Mzwandile Magubane (23) was convicted of the murders of Lorraine Karg (56), Hilda Linyane (46) and Zakius Mhlongo (75) during an attempted robbery at the farm on the night of July 21, 2010.
Karg and Mhlongo’s throats were cut, and Linyane was shot in the back while lying on her stomach.
The killers gained entry when the occupants left the farmhouse to fight a veld fire that has been deliberately started. But Lorraine Karg and some employees came back when her husband, Neville, asked her to fetch a bushknife.
Samuel Mhlongo — the eldest of Mhlongo’s seven children, said the death of his father felt “like something sharp inside your flesh that won’t come out”.
“It is a wound that you bandage up but it continues to fester … I will not be able to forget this incident to the end of my days,” he said.
Hlompho Linyane, Hilda’s widower, said her murder was “like having a leg ripped off so you can no longer walk”. He is now solely responsible for raising their three children.
Kita Olson, speaking for her father Neville, brother Brandon and sister Tori and their families, said they didn’t understand the senselessness of the murders. “Surely an elderly man and two women could not have been a threat to young men deliberately armed with knives and a gun,” she testified.
The murders had also affected the 70 staff members on their farm, their neighbours, the community and everyone involved in farming.
“It totally killed the dream we were living. There was a sense of disbelief that something like this could happen in our valley … It leaves us with shattered expectations and wounds that will not heal,” she said.
Olson said Hilda Linyane had a “lovely sense of humour and Zakius Mhlongo was a respected elderly Zulu man”.
“And my mom, Lorraine Karg, was more than my mom. She was my friend and confidant. She was my sounding board and my advisor. She was kind, caring and full of love,” she said as she choked back tears and family members wept in the gallery.

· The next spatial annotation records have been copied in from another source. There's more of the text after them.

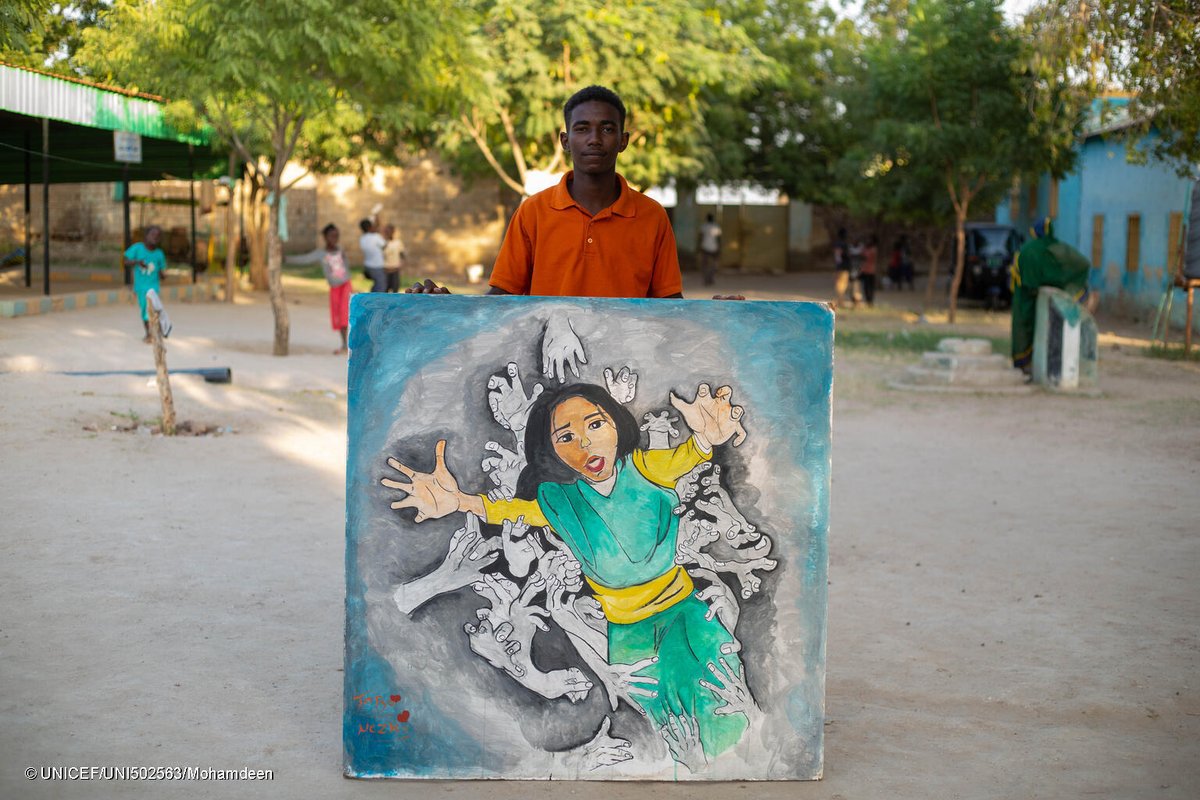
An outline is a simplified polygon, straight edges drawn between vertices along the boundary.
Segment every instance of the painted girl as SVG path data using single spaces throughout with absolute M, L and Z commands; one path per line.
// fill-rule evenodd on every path
M 384 481 L 407 492 L 392 507 L 416 510 L 416 522 L 467 512 L 497 525 L 523 517 L 553 529 L 607 619 L 608 663 L 650 661 L 638 672 L 656 679 L 658 691 L 638 704 L 685 763 L 691 759 L 679 750 L 686 740 L 702 750 L 694 757 L 712 758 L 732 747 L 748 726 L 746 715 L 732 712 L 706 681 L 718 662 L 742 674 L 733 634 L 696 597 L 691 578 L 676 563 L 676 481 L 708 461 L 715 445 L 745 439 L 744 410 L 731 398 L 728 386 L 713 393 L 707 384 L 691 403 L 672 393 L 692 435 L 670 450 L 640 450 L 634 416 L 602 387 L 547 390 L 529 411 L 528 465 L 515 499 L 461 492 L 445 467 L 445 440 L 437 444 L 432 473 L 392 459 L 410 482 Z

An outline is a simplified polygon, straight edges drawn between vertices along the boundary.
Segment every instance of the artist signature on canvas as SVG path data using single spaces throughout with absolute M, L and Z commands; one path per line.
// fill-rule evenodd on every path
M 401 702 L 404 699 L 400 694 L 355 694 L 350 698 L 354 703 L 355 711 L 366 711 L 378 714 L 384 718 L 373 722 L 359 722 L 360 734 L 402 734 L 401 739 L 408 739 L 409 729 L 408 721 L 412 714 L 408 709 L 400 708 Z M 392 714 L 395 717 L 392 717 Z

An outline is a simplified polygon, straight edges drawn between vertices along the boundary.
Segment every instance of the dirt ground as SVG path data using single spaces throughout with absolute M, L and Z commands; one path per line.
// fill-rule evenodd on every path
M 916 354 L 839 349 L 823 781 L 343 778 L 346 365 L 292 297 L 287 359 L 260 299 L 170 309 L 173 368 L 233 369 L 173 379 L 203 438 L 112 431 L 145 377 L 54 374 L 151 368 L 131 307 L 0 320 L 0 798 L 1200 796 L 1200 367 L 1103 317 L 1100 397 L 904 393 Z M 838 325 L 1007 333 L 931 319 Z M 274 781 L 24 777 L 92 765 Z

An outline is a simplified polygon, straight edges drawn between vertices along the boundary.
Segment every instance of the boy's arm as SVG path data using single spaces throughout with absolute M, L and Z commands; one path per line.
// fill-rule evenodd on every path
M 140 258 L 136 258 L 139 253 L 137 245 L 131 245 L 127 251 L 125 251 L 125 266 L 140 266 L 145 261 Z
M 679 272 L 679 253 L 676 249 L 674 233 L 667 221 L 666 211 L 659 222 L 658 243 L 654 251 L 654 271 L 650 273 L 648 297 L 682 297 L 683 275 Z
M 534 242 L 526 227 L 524 210 L 528 204 L 522 204 L 509 222 L 509 229 L 504 233 L 504 243 L 496 257 L 496 266 L 492 267 L 492 277 L 488 279 L 492 289 L 487 294 L 529 294 L 533 283 L 533 251 Z

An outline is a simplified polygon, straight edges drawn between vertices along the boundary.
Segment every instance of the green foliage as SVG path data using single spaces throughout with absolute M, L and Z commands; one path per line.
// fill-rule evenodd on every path
M 773 65 L 749 91 L 706 92 L 706 178 L 845 205 L 838 163 L 857 138 L 846 95 L 862 67 L 853 23 L 810 0 L 727 0 L 719 8 Z
M 1200 163 L 1200 4 L 1195 0 L 1044 0 L 1027 17 L 1050 31 L 1073 89 L 1118 89 L 1133 98 L 1130 154 L 1151 127 L 1151 154 L 1181 175 Z M 1048 48 L 1048 49 L 1049 49 Z
M 462 71 L 461 100 L 436 122 L 436 142 L 460 168 L 479 172 L 486 162 L 516 192 L 529 170 L 565 167 L 562 107 L 589 84 L 626 104 L 631 137 L 620 169 L 632 184 L 698 175 L 709 110 L 702 92 L 721 85 L 736 96 L 768 65 L 740 28 L 691 0 L 467 5 L 473 22 L 462 38 L 478 61 Z
M 31 40 L 41 34 L 42 17 L 49 11 L 47 0 L 5 0 L 0 2 L 0 53 L 5 60 L 25 64 L 24 54 Z M 41 66 L 30 64 L 29 66 Z
M 173 121 L 211 125 L 275 178 L 289 157 L 344 166 L 450 85 L 449 2 L 118 0 L 86 31 L 96 74 L 182 104 Z M 379 109 L 365 112 L 364 108 Z

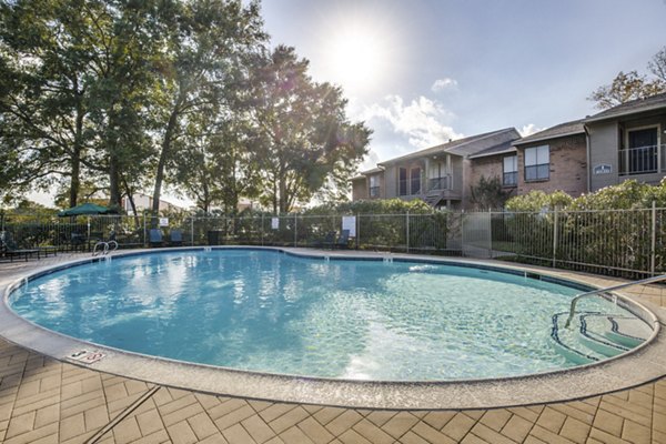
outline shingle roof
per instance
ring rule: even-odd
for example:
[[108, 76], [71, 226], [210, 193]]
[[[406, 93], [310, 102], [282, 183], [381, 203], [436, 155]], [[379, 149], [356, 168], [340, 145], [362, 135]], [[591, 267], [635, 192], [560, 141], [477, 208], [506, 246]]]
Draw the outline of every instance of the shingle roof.
[[470, 159], [485, 158], [488, 155], [497, 155], [512, 152], [516, 152], [516, 149], [514, 148], [514, 141], [508, 140], [504, 143], [491, 147], [487, 150], [483, 150], [481, 152], [477, 152], [476, 154], [470, 155]]
[[571, 122], [559, 123], [555, 127], [551, 127], [546, 130], [524, 137], [523, 139], [515, 141], [514, 145], [522, 145], [531, 142], [541, 142], [542, 140], [551, 140], [584, 133], [585, 127], [583, 125], [583, 119], [573, 120]]
[[434, 155], [440, 153], [447, 153], [454, 155], [474, 155], [482, 151], [490, 150], [497, 145], [502, 145], [506, 142], [518, 139], [521, 134], [515, 128], [505, 128], [503, 130], [486, 132], [483, 134], [471, 135], [468, 138], [454, 140], [447, 143], [442, 143], [436, 147], [426, 148], [425, 150], [415, 151], [413, 153], [402, 155], [400, 158], [389, 159], [384, 162], [380, 162], [379, 165], [390, 164], [400, 162], [408, 159], [423, 158], [424, 155]]
[[369, 174], [381, 173], [382, 171], [384, 171], [384, 169], [382, 169], [382, 168], [373, 168], [372, 170], [361, 171], [357, 175], [353, 176], [351, 180], [365, 179], [365, 176]]
[[612, 118], [618, 118], [626, 114], [634, 114], [643, 111], [652, 111], [666, 108], [666, 92], [648, 97], [646, 99], [632, 100], [617, 107], [609, 108], [599, 113], [584, 119], [585, 122], [596, 122]]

Olson described her “incomprehensible devastation” when they had found her mother lying dead, her throat cut, under a tree. “I carry with me the absolute tearing anguish in my dad’s voice as he collapsed at her side,” she said.

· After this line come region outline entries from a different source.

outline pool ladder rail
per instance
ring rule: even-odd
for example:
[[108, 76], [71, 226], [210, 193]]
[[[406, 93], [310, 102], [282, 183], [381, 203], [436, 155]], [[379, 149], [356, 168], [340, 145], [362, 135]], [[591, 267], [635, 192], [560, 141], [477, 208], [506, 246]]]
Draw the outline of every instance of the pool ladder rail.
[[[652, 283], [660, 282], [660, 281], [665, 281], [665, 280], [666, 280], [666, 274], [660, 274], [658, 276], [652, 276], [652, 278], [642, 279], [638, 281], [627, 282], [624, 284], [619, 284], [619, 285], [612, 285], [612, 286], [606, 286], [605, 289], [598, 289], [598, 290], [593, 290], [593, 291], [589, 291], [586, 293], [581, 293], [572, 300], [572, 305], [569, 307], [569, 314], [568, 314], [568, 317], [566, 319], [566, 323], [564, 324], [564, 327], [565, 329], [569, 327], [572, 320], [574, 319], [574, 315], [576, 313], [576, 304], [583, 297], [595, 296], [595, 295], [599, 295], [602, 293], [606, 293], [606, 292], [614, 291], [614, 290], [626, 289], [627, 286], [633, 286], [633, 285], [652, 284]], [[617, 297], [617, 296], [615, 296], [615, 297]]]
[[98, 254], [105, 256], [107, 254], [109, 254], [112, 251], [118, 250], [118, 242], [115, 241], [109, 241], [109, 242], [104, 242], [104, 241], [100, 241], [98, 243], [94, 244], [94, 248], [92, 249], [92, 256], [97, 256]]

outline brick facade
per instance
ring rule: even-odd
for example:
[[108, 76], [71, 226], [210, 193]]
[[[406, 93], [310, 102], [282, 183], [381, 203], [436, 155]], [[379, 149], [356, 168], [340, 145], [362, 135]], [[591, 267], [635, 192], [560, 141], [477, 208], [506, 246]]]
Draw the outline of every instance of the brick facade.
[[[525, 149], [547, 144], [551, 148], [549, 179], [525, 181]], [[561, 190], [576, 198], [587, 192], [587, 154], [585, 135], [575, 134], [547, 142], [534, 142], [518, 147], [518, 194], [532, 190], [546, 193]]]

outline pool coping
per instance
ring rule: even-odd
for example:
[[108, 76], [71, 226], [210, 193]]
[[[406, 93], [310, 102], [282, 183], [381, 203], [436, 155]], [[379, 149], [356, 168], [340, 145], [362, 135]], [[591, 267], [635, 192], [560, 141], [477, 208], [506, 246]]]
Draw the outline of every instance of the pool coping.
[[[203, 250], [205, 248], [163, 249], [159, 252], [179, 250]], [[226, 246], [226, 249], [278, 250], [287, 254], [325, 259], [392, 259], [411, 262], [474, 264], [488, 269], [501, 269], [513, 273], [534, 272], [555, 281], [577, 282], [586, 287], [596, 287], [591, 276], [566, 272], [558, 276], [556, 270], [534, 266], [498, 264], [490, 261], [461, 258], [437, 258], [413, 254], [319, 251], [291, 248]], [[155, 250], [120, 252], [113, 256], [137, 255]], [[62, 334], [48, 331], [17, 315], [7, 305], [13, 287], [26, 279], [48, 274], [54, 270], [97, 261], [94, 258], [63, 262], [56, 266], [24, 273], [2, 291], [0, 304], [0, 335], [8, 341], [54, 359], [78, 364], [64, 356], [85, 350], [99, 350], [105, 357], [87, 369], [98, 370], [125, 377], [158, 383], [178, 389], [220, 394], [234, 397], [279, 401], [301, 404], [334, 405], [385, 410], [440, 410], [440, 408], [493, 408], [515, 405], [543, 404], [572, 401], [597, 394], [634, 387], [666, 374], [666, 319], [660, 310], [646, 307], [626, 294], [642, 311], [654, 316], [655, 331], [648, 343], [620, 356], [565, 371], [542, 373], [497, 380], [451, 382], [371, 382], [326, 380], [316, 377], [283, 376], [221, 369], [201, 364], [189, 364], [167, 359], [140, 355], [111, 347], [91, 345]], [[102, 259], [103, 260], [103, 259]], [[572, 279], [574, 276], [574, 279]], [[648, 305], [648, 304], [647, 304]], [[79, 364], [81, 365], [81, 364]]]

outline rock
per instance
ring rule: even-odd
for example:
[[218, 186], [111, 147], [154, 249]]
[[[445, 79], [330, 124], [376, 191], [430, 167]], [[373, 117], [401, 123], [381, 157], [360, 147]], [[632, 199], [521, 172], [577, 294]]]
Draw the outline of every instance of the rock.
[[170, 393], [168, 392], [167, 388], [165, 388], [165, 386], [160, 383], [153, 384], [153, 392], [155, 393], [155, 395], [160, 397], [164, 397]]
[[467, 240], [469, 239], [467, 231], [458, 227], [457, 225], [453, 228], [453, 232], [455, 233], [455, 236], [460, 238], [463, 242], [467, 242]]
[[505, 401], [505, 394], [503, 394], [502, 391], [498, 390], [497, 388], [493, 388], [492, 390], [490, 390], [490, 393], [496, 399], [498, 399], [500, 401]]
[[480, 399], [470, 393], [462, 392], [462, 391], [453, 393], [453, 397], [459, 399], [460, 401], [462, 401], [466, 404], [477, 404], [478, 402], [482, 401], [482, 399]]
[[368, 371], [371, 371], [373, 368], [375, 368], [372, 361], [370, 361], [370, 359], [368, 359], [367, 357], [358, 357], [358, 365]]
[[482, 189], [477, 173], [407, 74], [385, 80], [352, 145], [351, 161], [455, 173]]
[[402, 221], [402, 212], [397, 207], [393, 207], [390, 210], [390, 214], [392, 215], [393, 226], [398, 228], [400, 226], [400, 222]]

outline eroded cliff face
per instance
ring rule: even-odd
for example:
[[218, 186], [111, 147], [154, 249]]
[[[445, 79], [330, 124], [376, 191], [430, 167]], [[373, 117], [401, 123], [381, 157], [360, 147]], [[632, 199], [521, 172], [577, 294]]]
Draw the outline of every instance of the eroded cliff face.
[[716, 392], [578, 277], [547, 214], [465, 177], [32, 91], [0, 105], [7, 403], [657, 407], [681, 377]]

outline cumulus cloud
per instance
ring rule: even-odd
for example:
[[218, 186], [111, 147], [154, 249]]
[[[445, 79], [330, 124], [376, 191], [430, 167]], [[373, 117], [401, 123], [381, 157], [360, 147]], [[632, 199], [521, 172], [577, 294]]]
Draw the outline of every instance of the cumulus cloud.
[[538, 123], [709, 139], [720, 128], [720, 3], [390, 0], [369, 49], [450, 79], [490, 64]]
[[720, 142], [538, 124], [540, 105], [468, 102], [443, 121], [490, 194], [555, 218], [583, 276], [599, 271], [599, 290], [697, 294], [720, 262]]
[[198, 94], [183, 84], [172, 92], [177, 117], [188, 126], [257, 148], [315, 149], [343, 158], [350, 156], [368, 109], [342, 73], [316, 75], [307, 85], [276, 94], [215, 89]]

Acting Pietermaritzburg high court Judge Muzi Ncube said the murders were “savage, cruel and senseless”.
He found Magubane’s guilt was proved by his palm print found on a wall inside the house, his possession of remote controls that opened the farm gates and the Karg’s beach cottage, evidence of a truck driver and his assistant that placed him close to the scene of the farm on the night in question, and his own admissions and the pointing out he had made to police at the crime scene.
Magubane was the sole accused to stand trial to the end.

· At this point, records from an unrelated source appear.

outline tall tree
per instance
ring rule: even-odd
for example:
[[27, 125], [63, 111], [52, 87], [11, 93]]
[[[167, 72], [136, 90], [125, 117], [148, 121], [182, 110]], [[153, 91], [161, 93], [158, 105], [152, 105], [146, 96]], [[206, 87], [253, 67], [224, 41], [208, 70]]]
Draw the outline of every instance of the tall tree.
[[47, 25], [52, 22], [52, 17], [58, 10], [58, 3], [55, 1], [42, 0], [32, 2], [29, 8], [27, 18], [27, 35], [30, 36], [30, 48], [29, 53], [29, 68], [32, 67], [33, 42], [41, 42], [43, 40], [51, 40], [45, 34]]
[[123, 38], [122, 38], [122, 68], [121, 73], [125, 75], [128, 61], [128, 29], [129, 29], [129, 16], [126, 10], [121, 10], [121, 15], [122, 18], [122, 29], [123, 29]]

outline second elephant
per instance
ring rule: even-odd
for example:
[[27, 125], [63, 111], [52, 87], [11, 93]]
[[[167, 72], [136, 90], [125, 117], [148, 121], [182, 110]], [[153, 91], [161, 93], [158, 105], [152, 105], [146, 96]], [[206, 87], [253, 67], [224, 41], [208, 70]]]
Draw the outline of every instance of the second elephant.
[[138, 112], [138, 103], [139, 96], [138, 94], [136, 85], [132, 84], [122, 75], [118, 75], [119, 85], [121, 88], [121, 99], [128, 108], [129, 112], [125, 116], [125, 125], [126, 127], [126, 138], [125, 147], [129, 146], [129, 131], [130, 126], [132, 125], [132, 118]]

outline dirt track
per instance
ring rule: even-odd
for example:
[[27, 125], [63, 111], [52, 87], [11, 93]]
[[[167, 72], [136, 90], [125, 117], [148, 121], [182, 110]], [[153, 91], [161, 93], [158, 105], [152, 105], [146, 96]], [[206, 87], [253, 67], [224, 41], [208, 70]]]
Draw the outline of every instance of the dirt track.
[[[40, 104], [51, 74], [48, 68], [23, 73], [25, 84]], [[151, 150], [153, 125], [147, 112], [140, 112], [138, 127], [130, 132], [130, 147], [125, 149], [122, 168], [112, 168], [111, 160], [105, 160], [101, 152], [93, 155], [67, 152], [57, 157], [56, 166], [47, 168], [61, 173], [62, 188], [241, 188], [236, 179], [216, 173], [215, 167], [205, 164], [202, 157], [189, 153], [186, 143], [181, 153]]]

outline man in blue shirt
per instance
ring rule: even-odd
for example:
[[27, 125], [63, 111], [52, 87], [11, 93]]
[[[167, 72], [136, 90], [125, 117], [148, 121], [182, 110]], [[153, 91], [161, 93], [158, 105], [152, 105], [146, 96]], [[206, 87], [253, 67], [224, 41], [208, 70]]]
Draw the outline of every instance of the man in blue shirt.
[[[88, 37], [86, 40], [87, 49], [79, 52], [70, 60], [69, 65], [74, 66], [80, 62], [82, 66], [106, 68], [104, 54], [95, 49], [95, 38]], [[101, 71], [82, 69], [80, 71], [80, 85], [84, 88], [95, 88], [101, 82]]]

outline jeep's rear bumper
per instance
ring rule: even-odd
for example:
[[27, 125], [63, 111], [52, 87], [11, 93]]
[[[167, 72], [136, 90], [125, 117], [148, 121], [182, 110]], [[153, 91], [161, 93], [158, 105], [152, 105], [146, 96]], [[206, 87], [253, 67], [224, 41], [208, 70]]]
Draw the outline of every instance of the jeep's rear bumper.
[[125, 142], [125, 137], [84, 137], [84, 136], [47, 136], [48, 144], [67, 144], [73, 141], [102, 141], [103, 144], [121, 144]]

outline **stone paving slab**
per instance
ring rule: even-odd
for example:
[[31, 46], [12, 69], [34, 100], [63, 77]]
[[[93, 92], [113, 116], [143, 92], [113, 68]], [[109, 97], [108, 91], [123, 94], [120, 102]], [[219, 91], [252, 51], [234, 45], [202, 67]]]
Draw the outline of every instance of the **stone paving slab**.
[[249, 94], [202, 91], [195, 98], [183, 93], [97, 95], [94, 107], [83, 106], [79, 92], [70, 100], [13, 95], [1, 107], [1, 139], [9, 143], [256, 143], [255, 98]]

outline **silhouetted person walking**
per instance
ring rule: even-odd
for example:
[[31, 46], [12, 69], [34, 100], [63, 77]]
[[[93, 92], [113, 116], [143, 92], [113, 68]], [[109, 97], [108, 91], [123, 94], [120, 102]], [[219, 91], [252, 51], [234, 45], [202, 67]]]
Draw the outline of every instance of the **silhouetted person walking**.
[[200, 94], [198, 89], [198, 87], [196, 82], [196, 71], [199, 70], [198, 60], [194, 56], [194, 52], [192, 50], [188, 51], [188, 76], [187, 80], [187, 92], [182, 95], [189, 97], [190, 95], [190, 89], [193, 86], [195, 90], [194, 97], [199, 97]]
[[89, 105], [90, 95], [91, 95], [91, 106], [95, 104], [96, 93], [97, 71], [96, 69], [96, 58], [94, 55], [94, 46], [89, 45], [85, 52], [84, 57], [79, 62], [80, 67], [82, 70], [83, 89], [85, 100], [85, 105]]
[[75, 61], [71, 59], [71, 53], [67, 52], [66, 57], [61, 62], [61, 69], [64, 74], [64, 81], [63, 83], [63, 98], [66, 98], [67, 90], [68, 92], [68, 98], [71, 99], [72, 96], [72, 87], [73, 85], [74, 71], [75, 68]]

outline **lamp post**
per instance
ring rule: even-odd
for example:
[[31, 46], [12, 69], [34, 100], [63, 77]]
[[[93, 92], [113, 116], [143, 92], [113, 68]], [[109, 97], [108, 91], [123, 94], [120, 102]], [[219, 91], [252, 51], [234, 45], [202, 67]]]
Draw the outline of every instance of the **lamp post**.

The prosecution was stopped against his co-accused, Nhlanhla Dladla (who worked at the Karg farm) earlier this year when another state witness reneged on statements he had made to police.
The third alleged perpetrator, Colin Maphalala, was shot dead at Mooi River police station after he allegedly lunged for a policeman’s firearm.
State advocate Dheelan Naidoo has called for life sentences to be imposed on Magubane for all three murders and lengthy jail terms for related charges.
Defence advocate Thabo Mbiko, however, urged the court to consider that Magubane was young and capable of reform.
According to statistics provided to court by Koos Marais of the KwaZulu-Natal Agricultural Union, there had been 682 farm attacks in the province since 2001 in which 111 people were murdered.
As a consequence, survivors or spouses of victims often packed up and moved away or immigrated.
Expertise and jobs were lost as a result and the national and local economy suffered, he said. Sentencing is expected tomorrow.